Bütün bunlar, karşındakini görmemekle, varlığını hesaba katmamakla ilgili. Sadece fiziksel alanı değil, insani mesafeyi de ihlal etmekle ilgili. Acele etmeyi, öncelikli olmayı, “benim işim önce” demeyi içselleştirmiş bir refleks gibi. Oysa, belki de en çok böyle anlarda durup düşünmek gerek.  Bunların hepsi aynı yerden besleniyor, karşındakini yok sayma hali. Ve bunu en çok, ilişkilerde görüyorum. Çiftler arasında, arkadaşlık ilişkilerinde, en yakınlarımızla kurduğumuz bağlarda… Birbirine hesap soran tavırlar, karşıdakini sıkıştırma, “Benim dediğim olacak” ısrarı… İnsanların nezaketle değil, üstünlük kurarak var olmaya çalışması. Fikirlerin değil, seslerin yükseldiği sohbetler. Karşındakinin anlatmaya çalıştığını anlamaya çalışmak yerine, bir an önce karşılık vermeye hazır beklemek.

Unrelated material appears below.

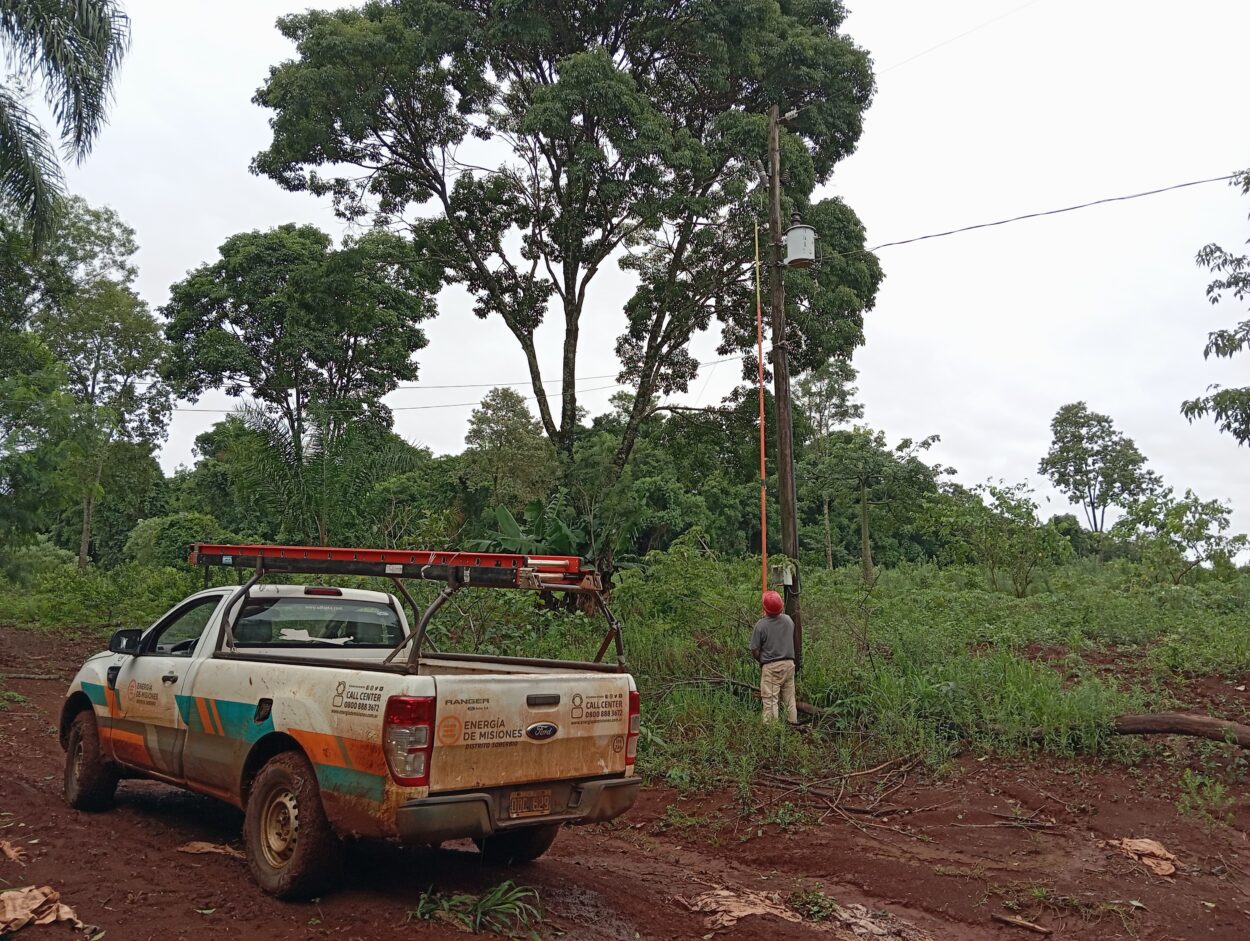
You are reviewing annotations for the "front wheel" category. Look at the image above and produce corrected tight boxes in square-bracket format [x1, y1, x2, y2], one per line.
[474, 824, 560, 866]
[243, 751, 339, 899]
[65, 709, 119, 810]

Nezaket sadece kibar olmak değil. Birini hesaba katmak. Sadece varlığıyla değil, düşünceleriyle, hisleriyle, alanıyla… Ön sırada oturan birinin yerini kaptığında, onun senin kucağına düşeceğini ve bu durumdan hoşlanmayacağını fark etmek. Sıradaki insanın da senin gibi beklediğini anlamak. Sevgiliyle, arkadaşla, aileyle kurulan ilişkide, haklı çıkmayı değil, adil olmayı önemsemek.

Bütün bunlar belki de küçük şeyler gibi görünüyor ama en büyük dönüşümler de çoğu zaman böyle başlıyor.

Nezaket çoğu zaman edilgenlik ve zayıflıkla karıştırılıyor. Oysa direniş, sessiz ve sabırlı olabilir. Han Kang’ın Vejetaryen romanında Yeong-hye’nin et yememeyi seçmesi, yalnızca kişisel bir karar değil, toplumun dayattığı normlara karşı pasif ama derin bir direniş biçimi. Yeong-hye, çevresinin baskılarına boyun eğmeyerek, şiddetsiz bir karşı duruş sergiliyor. Bedeni üzerinden kendini ifade ediyor, fakat bu aynı zamanda var olmanın en radikal biçimlerinden biri. Bu tür bir radikal pasifizm, Yayoi Kusama’nın sanatındaki tekrar eden motiflerle kurduğu estetikle benzer bir çizgide. Kusama’nın sanatı, bireyin kendisini içinde kaybettiği ve aynı zamanda yeniden yarattığı bir alan yaratıyor. Noktalar ve sonsuz yansımalar, sadece biçimsel bir seçim değil; bireyin dünyayla ilişkisini yeniden tanımlama çabası. Kusama, çocukluğundan itibaren yaşadığı zihinsel mücadeleleri sanatıyla şekillendirirken, kendi benliğini sanatın içinde eriterek direniyor.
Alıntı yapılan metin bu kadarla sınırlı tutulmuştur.